Summary of fates and spatial domains of the first, second, and third quartets in the pilidium larva. Lineage diagram on the left exhibits all cells whose fates were directly tracked in this study—1q12, 1q2, 2q, 3q—as colored nodes. We do not report data from 1q11, which is inferred by the difference between 1q1 in C. lacteus [25] and our account of 1q2 and 1q12. We also do not report data from 4q, but have confirmed the result reported in [25] pertains to M. alaskensis (data not shown). AO, apical organ; BCR, buccal ciliated ridge; epi., episphere; hypo., hyposphere; ICB, inner ciliated band; L/A, L/P, R/A, and R/P, left versus right, anterior versus posterior; PCB, primary ciliated band. Diagrams to the right depict the episphere from apical view and the hyposphere in oral view (handedness as indicated) with spatial domains for each marked cell, as inferred from Additional file 1: Fig. S1 and other data. Thickened outlines indicate portions of PCB (episphere view) or ICB and BCR (hyposphere view). For simplicity, foam cells, nerves, and muscles are omitted. Also, in the anterior and posterior lobes, contributions of 2b and 2d to the PCB are not depicted directly. In most regions, the PCB consists of several rows, including a single-row backing band with short cilia, two or three rows of heavily ciliated mainline cells, and an interband of sparsely ciliated cells interspersed with monociliated collar cells. In the right anterior and left posterior lobes, thin strips contributed by 1a2 and 1c2, respectively, appear to consist of backing band, whereas one or two rows of mainline cells are derived from 1b12 and 1d12 in the same zones. 2b and 2d also contribute to mainline cells, as well as the interband. (There is no ICB on the anterior and posterior lobes.) Note also that, as with any cartographic projection, the relative areas occupied are distorted by the imposed stretch

Discussion

Early studies of nemertean development clearly demonstrated that nemerteans possess equal spiral cleavage characterized by four embryonic quadrants and several quartets of micromeres which form through a series of synchronized divisions alternating their orientation between dextral and sinistral [e.g., 23, 24]. Hörstadius [42] inferred the fates of the four tiers of the 16-cell embryo of the pilidiophoran Cerebratulus lacteus by marking isolated tiers of cells with Nile Blue and recombining them but did not label individual cells beyond the 2-cell stage. These early studies, therefore, could not answer to what extent, if any, nemertean embryos follow a spiralian developmental plan, or merely the cell division pattern. Using microinjection of a fluorescent dye into individual blastomeres, Henry and Martindale [25] determined the quadrant-specific cell fates of the four micromere quartets in C. lacteus and established that nemertean cell lineage is fundamentally similar to that of other spiralians. Specifically, they verified that individual blastomeres have unique and predictable fates and that these fates are similar to those in other spiralians. Key traits they documented include the orientation of the first four cells (primary embryonic quadrants) with respect to the future plane of bilateral symmetry and dual origin of mesoderm (endomesoderm from one of the 4q and ectomesoderm from 3a and 3b). They confirmed earlier findings by Hörstadius [42] that the pilidial episphere is formed by the cells of the first quartet, that the pilidial ciliary band is formed by the first and second quartets (as in other spiralians), and showed that, unlike in other spiralians, 3c and 3d cells also contribute to the ciliary band. In nearly all aspects, our analysis confirms these fundamental findings, which we principally extend by distinguishing specific contributions of 1q2 and 1q12 from the general fate of the first quartet. In addition, we can also relate fates to more recent discoveries, including the coupling of larval and imaginal growth through axils [40] and the distinction between primary ciliated band, the secondary bands along the inner lappet margin, and the esophageal ciliated ridges [3]. Finally, there are a few notable disagreements, which we discuss below.

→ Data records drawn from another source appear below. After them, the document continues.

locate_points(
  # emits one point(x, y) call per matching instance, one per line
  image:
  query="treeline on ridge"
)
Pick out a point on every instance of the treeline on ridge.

Radically altered fate of the “trochoblast” lineage at the heart of pilidial development

In most studied spiralians, including a palaeonemertean Carinoma tremaphoros, the four primary trochoblast precursors divide twice (sometimes only once), after which their daughters or granddaughters cease division and become multiciliated and, along with similarly behaving secondary and accessory trochoblasts, rearrange to form the prototroch—the primary ciliary band of the spiralian trochophore, a strictly larval structure that does not persist through metamorphosis [26, 29, 30, 39, 4348]. This early cessation of cell division by the trochoblasts means that the cells composing the prototroch are relatively few (typically 20–40) and relatively large. In the pilidiophoran Maculaura, these lineages behave in a fundamentally different way: although they do form the primary ciliary band of the pilidium, they undergo many more cell divisions, before some of their progeny become multiciliated. Thus, the ciliary band of the pilidium consists of many small cells. Furthermore, some of the progeny of the “trochoblast” lineages contribute to the pilidial axils—populations of uniciliated putative stem cells which enable continuous growth of the larval epidermis (within and beyond the ciliary band) and double as the sites of origin of the imaginal disks which ultimately give rise to the juvenile [40].

The continuing expansion of larval epidermis, which results in a large inflated blastocoel supporting an extensive ciliary band used as feeding apparatus, and the formation of the imaginal disks—isolated highly proliferative rudiments that form the juvenile body—are the defining features of pilidial development. We suggest, therefore, that this particular switch in developmental programming of the trochoblast lineage—from cleavage-limited and autonomously specified to pluripotent stem cell—may, at least in part, explain the origin of pilidial development.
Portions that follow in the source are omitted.